When Terminology Attacks

I was reading a mailing list today, as I often do. Some random guy, nobody I know, he posted a request for help. He said, more or less: "Hey, blacklist XYZ has listed my double opt-in server. What should I do?"

Approximately 13 seconds after posting, he was verbally attacked in response. He was accused of being a spammer, and ridiculed, for daring to use such a term as "double opt-in."

That's what actually happened. What could have happened instead is that they could have congratulated him, or at least made mention of how good it was, that he is actually utilizing confirmed opt-in.

Instead, a discussion forum made up of supposed thought leaders, people who actively work to stop spam, accused the guy of being a spammer. They didn't accuse him of being a spammer because he sends spam -- but instead, they called him a spammer because he used a term that they do not like.

What's wrong with this picture?



  2. Happy birthday!

    I share your frustration, but the thing is, "double opt-in" has become a shibboleth.

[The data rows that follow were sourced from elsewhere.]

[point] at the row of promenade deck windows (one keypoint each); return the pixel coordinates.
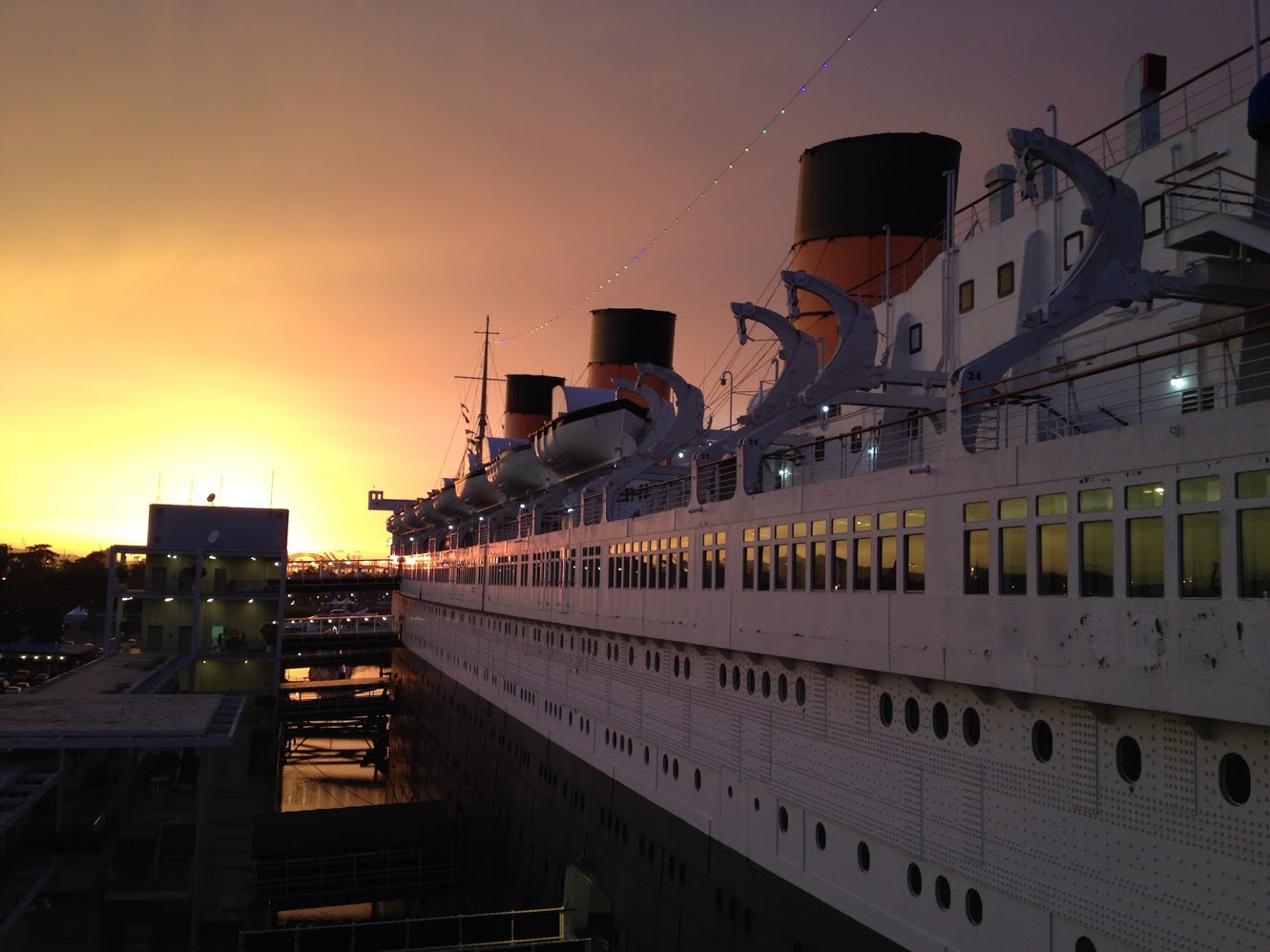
(1170, 541)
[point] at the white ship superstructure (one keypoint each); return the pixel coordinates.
(964, 629)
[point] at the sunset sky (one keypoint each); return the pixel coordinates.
(246, 245)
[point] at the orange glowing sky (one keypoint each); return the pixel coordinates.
(248, 244)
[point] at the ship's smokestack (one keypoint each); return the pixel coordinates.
(1147, 79)
(852, 192)
(622, 337)
(529, 403)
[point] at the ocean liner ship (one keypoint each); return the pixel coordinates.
(958, 638)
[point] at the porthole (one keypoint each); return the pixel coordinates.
(1128, 759)
(940, 721)
(970, 726)
(885, 709)
(943, 893)
(973, 906)
(1235, 778)
(914, 880)
(1043, 741)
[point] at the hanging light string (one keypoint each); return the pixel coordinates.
(645, 249)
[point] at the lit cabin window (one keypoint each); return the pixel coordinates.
(966, 298)
(1006, 279)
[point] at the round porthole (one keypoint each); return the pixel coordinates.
(1235, 778)
(1043, 741)
(973, 906)
(914, 880)
(1128, 759)
(943, 893)
(970, 726)
(940, 721)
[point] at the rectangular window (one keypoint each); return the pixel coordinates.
(1051, 557)
(974, 511)
(1144, 495)
(1051, 504)
(864, 565)
(1200, 548)
(1015, 507)
(1255, 553)
(1253, 485)
(977, 561)
(966, 298)
(914, 563)
(1200, 488)
(1012, 544)
(840, 565)
(1154, 216)
(886, 563)
(1144, 538)
(1094, 500)
(1006, 279)
(818, 568)
(1072, 246)
(1096, 559)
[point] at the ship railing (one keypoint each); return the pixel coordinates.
(1199, 98)
(1222, 363)
(1219, 363)
(1218, 191)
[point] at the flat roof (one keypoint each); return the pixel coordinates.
(106, 705)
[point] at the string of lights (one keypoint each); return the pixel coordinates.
(647, 248)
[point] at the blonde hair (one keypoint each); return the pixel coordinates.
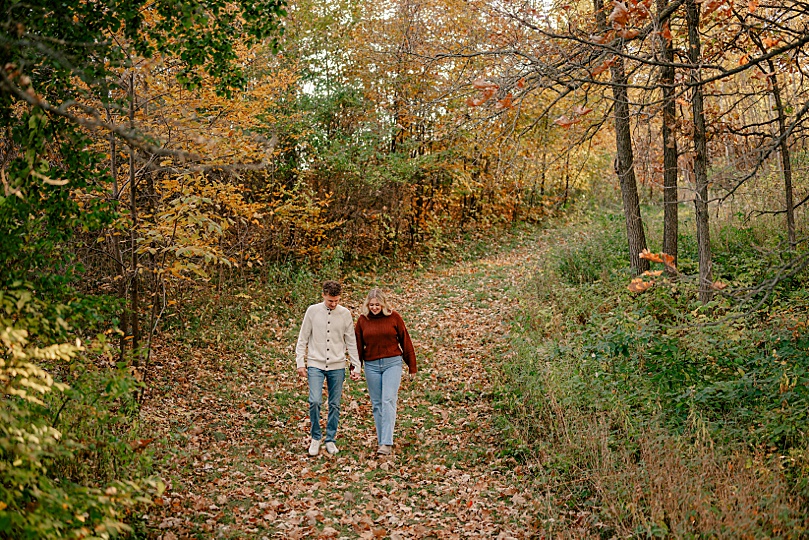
(380, 296)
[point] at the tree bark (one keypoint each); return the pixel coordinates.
(624, 161)
(700, 155)
(670, 198)
(785, 156)
(134, 300)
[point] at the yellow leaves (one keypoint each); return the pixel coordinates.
(566, 122)
(638, 285)
(578, 112)
(619, 17)
(604, 66)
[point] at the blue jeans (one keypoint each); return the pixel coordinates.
(334, 380)
(384, 377)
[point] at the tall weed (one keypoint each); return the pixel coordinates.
(653, 415)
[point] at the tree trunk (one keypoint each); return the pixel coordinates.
(785, 157)
(700, 155)
(624, 161)
(133, 307)
(670, 213)
(117, 255)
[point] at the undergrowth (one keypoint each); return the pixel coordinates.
(653, 415)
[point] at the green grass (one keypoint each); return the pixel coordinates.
(617, 398)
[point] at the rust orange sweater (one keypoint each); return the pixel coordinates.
(383, 336)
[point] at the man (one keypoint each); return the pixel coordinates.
(327, 331)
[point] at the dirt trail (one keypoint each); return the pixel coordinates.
(234, 429)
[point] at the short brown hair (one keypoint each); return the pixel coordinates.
(332, 288)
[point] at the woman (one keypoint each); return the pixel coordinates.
(383, 343)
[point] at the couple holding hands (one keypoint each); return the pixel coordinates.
(379, 341)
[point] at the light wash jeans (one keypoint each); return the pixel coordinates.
(334, 380)
(384, 377)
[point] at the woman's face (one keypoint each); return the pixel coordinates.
(374, 306)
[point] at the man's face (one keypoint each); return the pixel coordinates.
(330, 301)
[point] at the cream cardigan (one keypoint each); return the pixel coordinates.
(325, 335)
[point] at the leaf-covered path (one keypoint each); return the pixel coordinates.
(234, 427)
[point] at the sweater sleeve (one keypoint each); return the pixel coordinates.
(360, 340)
(408, 352)
(350, 339)
(303, 339)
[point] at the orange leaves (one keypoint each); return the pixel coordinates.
(619, 16)
(604, 66)
(638, 284)
(711, 6)
(578, 112)
(566, 122)
(771, 42)
(622, 14)
(663, 258)
(505, 103)
(483, 84)
(488, 90)
(665, 33)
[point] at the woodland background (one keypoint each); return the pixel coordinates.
(157, 156)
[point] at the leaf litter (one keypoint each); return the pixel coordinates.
(230, 424)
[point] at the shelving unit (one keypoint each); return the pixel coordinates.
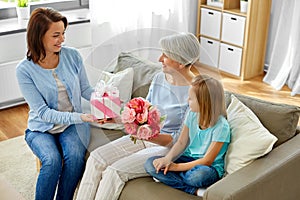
(232, 41)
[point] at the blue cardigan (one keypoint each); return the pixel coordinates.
(39, 89)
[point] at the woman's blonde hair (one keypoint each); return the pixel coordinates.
(210, 96)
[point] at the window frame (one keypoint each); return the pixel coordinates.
(6, 13)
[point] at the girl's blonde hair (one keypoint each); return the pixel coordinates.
(210, 96)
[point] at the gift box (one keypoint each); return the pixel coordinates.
(105, 101)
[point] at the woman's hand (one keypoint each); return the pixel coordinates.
(106, 120)
(162, 164)
(88, 118)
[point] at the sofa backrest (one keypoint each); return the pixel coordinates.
(280, 119)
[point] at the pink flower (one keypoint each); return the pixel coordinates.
(131, 128)
(128, 115)
(142, 117)
(141, 120)
(144, 132)
(153, 116)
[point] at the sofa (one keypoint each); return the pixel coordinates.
(270, 174)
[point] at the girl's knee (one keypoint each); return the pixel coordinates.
(149, 165)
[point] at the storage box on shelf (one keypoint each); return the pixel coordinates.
(232, 40)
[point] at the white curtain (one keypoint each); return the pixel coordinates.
(283, 50)
(136, 26)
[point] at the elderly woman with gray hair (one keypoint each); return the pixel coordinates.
(111, 165)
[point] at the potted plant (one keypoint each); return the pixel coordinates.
(244, 6)
(23, 9)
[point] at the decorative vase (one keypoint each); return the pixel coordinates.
(23, 13)
(243, 6)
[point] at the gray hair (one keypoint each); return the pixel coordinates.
(183, 48)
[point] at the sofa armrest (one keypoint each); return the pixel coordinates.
(274, 176)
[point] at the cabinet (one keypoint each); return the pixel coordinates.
(231, 40)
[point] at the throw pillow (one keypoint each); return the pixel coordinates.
(123, 80)
(280, 119)
(249, 139)
(144, 71)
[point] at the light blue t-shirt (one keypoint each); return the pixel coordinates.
(171, 100)
(40, 91)
(200, 140)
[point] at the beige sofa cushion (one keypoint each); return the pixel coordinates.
(280, 119)
(249, 138)
(144, 71)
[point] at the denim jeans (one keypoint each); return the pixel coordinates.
(63, 160)
(200, 176)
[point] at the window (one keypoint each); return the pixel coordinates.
(7, 7)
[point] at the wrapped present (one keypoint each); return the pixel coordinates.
(105, 101)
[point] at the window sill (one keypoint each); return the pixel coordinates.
(12, 25)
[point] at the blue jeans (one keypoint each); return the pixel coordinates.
(201, 176)
(63, 160)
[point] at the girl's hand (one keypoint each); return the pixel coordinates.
(161, 164)
(88, 118)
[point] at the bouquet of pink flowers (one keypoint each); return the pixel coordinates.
(141, 119)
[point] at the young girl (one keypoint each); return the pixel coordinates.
(197, 159)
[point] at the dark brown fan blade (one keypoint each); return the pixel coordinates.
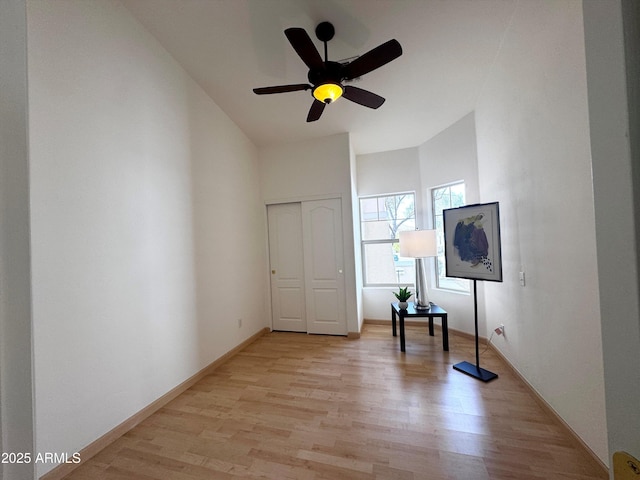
(315, 111)
(304, 47)
(379, 56)
(281, 88)
(362, 97)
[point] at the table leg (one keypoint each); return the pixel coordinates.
(445, 333)
(393, 321)
(402, 348)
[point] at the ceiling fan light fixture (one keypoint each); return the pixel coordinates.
(328, 92)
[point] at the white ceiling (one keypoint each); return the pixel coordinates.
(231, 46)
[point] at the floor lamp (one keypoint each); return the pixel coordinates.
(419, 244)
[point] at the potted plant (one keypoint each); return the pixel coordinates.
(403, 296)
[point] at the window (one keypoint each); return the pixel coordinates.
(381, 218)
(449, 196)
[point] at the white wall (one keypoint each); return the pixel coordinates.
(319, 168)
(16, 396)
(534, 158)
(146, 222)
(614, 104)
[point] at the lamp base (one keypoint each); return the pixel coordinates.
(475, 371)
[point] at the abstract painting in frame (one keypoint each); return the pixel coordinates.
(472, 242)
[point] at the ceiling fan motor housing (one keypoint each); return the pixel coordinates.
(331, 74)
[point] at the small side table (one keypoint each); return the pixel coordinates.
(411, 311)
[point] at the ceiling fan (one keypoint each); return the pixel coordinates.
(326, 77)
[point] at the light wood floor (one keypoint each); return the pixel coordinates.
(296, 406)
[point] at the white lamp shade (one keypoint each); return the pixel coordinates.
(418, 243)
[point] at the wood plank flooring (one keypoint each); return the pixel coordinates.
(296, 406)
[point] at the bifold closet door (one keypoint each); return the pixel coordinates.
(324, 266)
(307, 267)
(287, 267)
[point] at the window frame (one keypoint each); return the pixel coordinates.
(380, 241)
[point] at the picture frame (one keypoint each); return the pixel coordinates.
(472, 242)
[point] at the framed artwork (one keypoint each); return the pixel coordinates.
(472, 242)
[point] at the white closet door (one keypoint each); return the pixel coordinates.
(287, 267)
(324, 267)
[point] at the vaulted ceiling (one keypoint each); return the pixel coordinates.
(230, 47)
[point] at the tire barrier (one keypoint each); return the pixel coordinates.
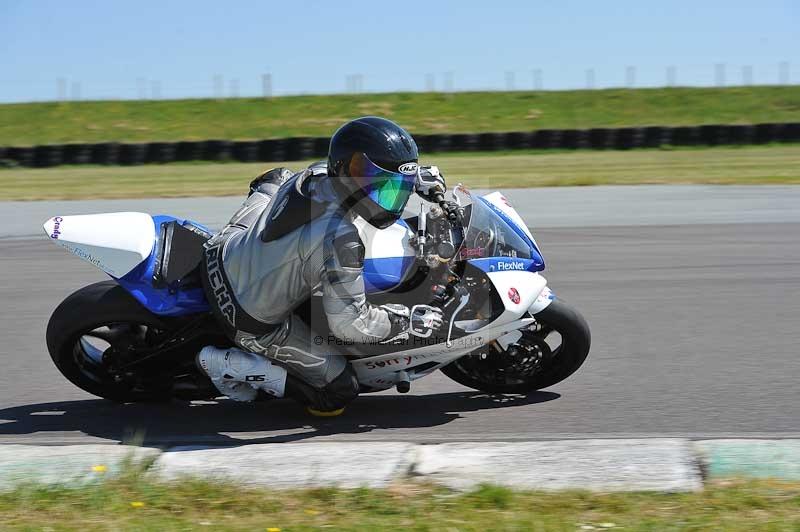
(77, 153)
(47, 155)
(132, 154)
(217, 150)
(106, 153)
(305, 148)
(245, 151)
(160, 152)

  3. Problem is, even the smartest deliverability consultants have been using the term for years. It's locked in, like "ham" for non-spam mail -- and the people who use it have probably never even thought about what a grave misunderstanding "double" actually implies.

  4. J.D., I suppose, but the way you frame it makes it sound like the deliverability consultants (whom I know you dislike as a breed) are the problem, when they're not. The problem is morons treating the term as a shibboleth, to the point of not caring about actual spam and instead caring more about terminology of supposed (actual "not") spammers.

  5. JD may well dislike Deliverability Consultants as a breed, but as proof that there is a god and it has a twisted sense of humour, Mr. Falk is made to sit amidst a large flock of them, daily (well, Monday-to-Friday). No word as yet if they follow him into the men's room to dicuss 'issues'.